Le vilain petit canard du mouvement, la cinquième roue du carrosse Punk s'émancipe en douceur de l'ombre gigantesque des deux patrons du genre et balance un Punk énergique et totalement décomplexé.


Les sessions d'enregistrement débutent en janvier 1977 et se déroulent aux Pathway Studio sous l'oreille avisée de Nick Lowe. Un studio microscopique, glacial, qui verra ce Damned Damned Damned gravé sur le petit huit-pistes poussiéreux en une seule journée et dans les conditions du live. Cette urgence Punk, cet artisanat musical, c'est le pétrole non-raffiné que les Damned foutent dans leur pétrolette à six- cordes.
C'est Neat Neat Neat qui ouvre l'album sur les chapeaux de roues avec sa ligne de basse hargneuse et son intro de gratte pleine de stridences. Un coup de revolver pour donner le départ de 33 minutes de pur Punk estampillé 77.
Une production sommaire, pas ou peu d'overdubs, un mollard Rock craché par quatre gamins, quatre post- adolescents, bien décidés à ne pas se prendre au sérieux. Des morceaux survitaminés jetés tel quels sur le vinyle, sans réfléchir, sans se poser de questions.

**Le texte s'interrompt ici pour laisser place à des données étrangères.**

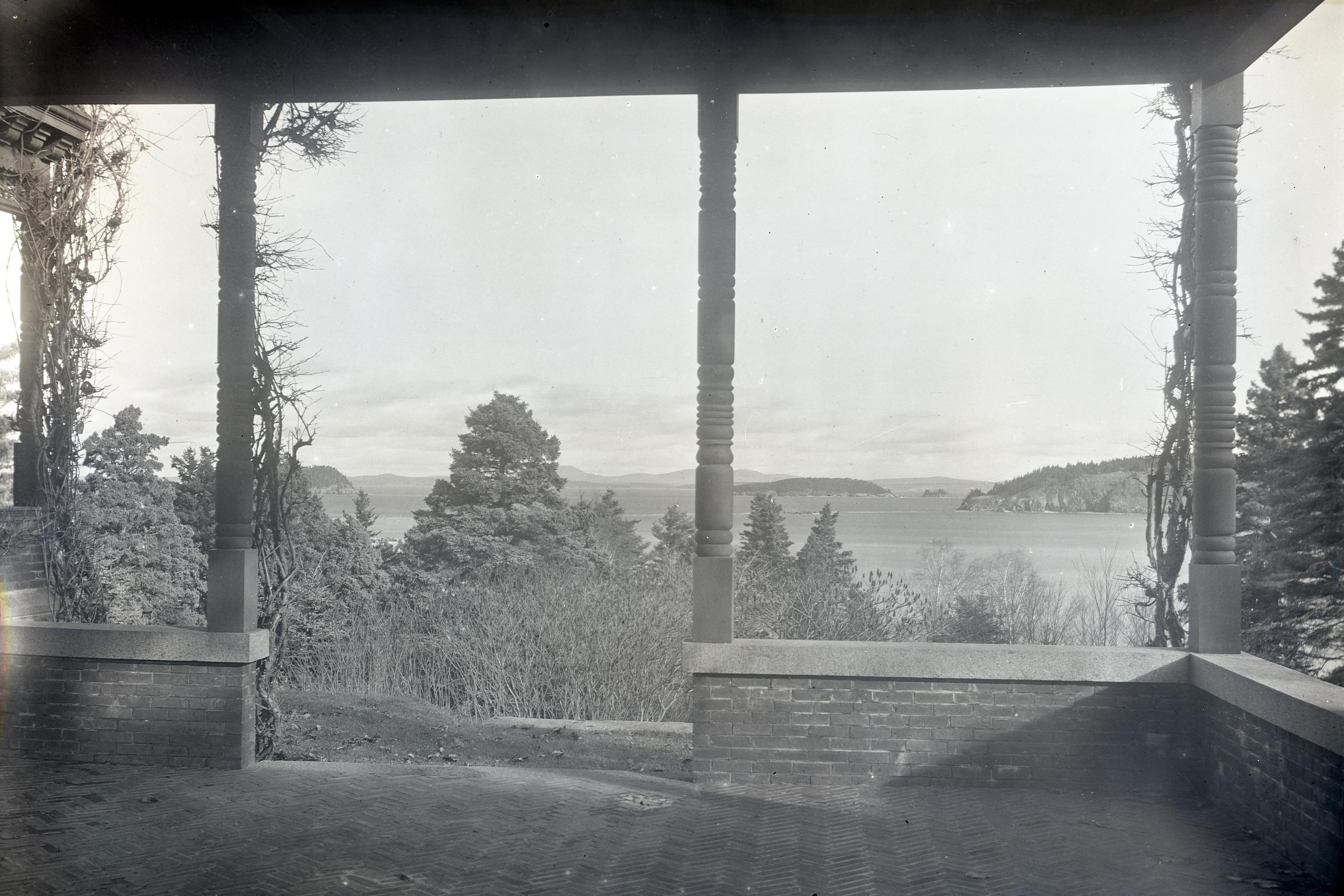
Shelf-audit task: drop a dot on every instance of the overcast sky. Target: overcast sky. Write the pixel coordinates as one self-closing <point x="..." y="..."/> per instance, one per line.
<point x="929" y="284"/>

I Fall, Born To Kill, le "punkissime" So Messed Up ou le premier single du Punk Rock Britannique le rageur New Rose avec son riff de bûcheron et son énergie dévastatrice; tout l'attirail Punk est en place, l'énergie juvénile et communicative déborde de la galette, les titres s'enchainent, nerveux et secs. La reprise de I Feel Alright des Stooges d'une énergie incroyable vient clore l'album dans un déluge de saturation et de stridences, comme l'hommage naturel de la nouvelle génération au proto-Punk "Iguanesque".
Quelques chansons viennent difficilement calmer cette litanie pleine de fuzz et de testostérone. Fan Club ralentit le rythme et "popise" ( du verbe "Popiser", si si ça existe !) légèrement l'ensemble, tandis que Feel The Pain se veut plus sombre, plus lourde, défrichant la voie que le groupe - et le futur Post-Punk - empruntera avec une espèce de Rock froid et désenchanté.

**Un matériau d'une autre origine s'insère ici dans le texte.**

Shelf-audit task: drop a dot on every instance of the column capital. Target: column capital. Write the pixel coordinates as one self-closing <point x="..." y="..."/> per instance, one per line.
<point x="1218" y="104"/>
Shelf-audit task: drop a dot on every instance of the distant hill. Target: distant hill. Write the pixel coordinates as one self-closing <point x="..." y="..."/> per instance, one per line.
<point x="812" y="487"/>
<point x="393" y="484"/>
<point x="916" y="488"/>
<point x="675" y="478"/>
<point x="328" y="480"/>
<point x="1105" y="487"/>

Les Damned, en cette année 1977, propose une autre voie, un nouveau chemin entre les scandaleux Sex Pistols et les très engagés Clash ( ou même les "Popeux" Buzzcocks).
Une voie débridée, juvénile, moins sérieuse et moins outrancière. Un Rock naturel, un Rock tout chaud, sortant de l'oeuf. Quelque chose de simple, d'évident. Quelque chose de quasiment enfantin.
Un album à l'image de sa pochette où les quatre gamins de Croydon se retrouvent couverts de tarte à la crème: Un Punk festif.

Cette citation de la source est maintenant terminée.